The owners of a new city centre restaurant are hoping it will become a Turkish delight with diners.
Grand Didyma has opened in the empty former Gusto Vero site in John Street and is aiming to offer something different to the usual food offering in Sunderland.
The restaurant is the brainchild of Turkish-born Yilmaz Perek, his wife Emma and their business partners Chris and Nicola Wall.
Yilmaz said: “Chris and I have been friends for over ten years and we have always talked about opening a restaurant.
“We were at a barbecue in the summer and I had just returned from Turkey and had brought back some raki (a Turkish alcoholic drink). We had a glass and Chris said he really wanted to go into business. We came across this site that was available to lease and ten weeks later we’ve opened the doors.”
Trinkets and decor from Turkey has been imported to change the venue from its old Italian guise, and the menu follows suit with options such as traditional grills, moussaka and casseroles as well as Turkish desserts such as baklava and kunafeh.

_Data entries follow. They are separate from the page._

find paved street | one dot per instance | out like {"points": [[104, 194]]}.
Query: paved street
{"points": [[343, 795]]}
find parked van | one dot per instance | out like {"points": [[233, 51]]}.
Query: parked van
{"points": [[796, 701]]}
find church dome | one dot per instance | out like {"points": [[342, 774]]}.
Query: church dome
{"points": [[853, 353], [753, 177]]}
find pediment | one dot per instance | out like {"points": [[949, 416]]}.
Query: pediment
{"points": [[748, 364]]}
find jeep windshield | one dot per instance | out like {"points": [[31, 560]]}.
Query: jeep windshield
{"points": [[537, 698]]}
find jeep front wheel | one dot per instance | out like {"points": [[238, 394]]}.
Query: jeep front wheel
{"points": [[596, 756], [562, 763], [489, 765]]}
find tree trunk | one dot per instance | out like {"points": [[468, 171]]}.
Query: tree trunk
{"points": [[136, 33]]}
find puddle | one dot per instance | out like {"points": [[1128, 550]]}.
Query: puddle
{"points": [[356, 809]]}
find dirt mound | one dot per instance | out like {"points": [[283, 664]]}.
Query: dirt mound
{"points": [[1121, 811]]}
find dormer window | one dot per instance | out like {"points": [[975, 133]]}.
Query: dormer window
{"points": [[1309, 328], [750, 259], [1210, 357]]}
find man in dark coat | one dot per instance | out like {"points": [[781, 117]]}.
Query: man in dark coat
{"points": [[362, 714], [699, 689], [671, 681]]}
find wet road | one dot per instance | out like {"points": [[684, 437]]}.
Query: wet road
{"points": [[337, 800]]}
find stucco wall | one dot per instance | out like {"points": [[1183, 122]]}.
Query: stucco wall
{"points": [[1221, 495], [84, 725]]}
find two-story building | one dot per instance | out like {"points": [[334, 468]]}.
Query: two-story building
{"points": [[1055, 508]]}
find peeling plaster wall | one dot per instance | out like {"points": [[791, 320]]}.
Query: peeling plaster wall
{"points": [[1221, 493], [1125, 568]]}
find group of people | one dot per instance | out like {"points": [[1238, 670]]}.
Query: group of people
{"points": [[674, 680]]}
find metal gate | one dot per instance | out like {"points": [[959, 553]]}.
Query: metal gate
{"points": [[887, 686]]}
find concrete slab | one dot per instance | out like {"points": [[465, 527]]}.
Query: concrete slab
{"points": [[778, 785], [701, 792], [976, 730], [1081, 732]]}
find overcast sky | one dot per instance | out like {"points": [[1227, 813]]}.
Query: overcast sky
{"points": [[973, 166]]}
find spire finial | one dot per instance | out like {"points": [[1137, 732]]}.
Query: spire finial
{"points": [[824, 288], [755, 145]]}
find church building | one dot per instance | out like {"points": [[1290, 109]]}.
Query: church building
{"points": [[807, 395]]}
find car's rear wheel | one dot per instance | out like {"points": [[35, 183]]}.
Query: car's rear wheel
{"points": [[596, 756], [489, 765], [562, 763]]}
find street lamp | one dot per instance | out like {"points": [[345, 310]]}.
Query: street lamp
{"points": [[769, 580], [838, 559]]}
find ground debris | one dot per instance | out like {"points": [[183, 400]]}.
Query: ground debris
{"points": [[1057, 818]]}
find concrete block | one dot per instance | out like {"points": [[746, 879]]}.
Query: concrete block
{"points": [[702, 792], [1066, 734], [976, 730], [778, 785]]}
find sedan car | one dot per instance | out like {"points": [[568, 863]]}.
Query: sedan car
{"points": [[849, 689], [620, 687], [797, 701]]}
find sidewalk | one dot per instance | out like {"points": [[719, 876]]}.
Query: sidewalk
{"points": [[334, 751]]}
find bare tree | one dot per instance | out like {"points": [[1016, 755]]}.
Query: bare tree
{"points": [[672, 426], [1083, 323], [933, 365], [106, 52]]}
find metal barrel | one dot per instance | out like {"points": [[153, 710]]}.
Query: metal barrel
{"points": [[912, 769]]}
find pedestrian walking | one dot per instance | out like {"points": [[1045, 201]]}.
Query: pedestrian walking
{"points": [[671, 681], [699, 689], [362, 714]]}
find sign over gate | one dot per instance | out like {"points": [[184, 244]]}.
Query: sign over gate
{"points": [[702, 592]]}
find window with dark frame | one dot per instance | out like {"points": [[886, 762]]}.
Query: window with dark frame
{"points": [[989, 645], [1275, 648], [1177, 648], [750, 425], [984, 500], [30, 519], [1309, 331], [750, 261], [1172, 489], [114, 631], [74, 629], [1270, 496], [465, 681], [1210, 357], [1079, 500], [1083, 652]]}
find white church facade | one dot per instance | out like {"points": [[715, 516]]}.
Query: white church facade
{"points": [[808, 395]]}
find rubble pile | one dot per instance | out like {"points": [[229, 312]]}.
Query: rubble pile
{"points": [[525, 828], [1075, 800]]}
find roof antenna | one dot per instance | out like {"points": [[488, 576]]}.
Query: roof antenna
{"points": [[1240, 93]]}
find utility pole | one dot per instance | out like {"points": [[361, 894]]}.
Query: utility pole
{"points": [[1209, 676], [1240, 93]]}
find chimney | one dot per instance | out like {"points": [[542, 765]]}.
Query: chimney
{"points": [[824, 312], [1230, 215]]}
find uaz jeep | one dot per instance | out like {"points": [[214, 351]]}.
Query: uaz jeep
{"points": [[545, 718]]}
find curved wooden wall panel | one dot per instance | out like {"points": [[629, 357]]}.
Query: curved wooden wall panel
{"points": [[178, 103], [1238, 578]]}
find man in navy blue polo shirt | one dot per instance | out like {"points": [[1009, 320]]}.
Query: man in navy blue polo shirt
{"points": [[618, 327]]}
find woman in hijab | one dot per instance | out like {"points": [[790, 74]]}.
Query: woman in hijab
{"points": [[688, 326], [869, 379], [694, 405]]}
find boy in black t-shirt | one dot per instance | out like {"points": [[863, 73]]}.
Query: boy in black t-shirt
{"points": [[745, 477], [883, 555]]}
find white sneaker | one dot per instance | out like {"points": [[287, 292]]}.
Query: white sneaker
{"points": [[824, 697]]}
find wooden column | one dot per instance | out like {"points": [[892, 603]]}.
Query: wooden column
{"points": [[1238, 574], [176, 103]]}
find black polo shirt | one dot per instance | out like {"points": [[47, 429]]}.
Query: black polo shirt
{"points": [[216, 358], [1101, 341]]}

Meat and vegetarian options are also cooked in the traditional Turkish method on a custom-made open fire grill and the meat is bought from a North East halal butchers.
Yilmaz added: “I’ve lived here for 15/16 years and most of the restaurants are either Italian, Indian or Chinese, so we wanted to add something different.
“Although people’s experience of Turkish food is on holiday in Turkey it’s often a very European menu specifically for holiday-makers. This is more what you would get from a traditional local restaurant. It’s actually more authentic than the food you would eat at a holiday resort.”
Food is served daily from 11.30am and is available as sit-in or take out.
Manager Ugur Kaya said the new addition has already been receiving positive feedback: “A lot of people don’t realise how healthy Turkish food is, so if you’re watching your weight it’s a good option for a meal out. We also have a lot of vegetarian options,” he said.
“We only opened this week so haven’t done much advertising yet but we’ve already had a lot of interest.”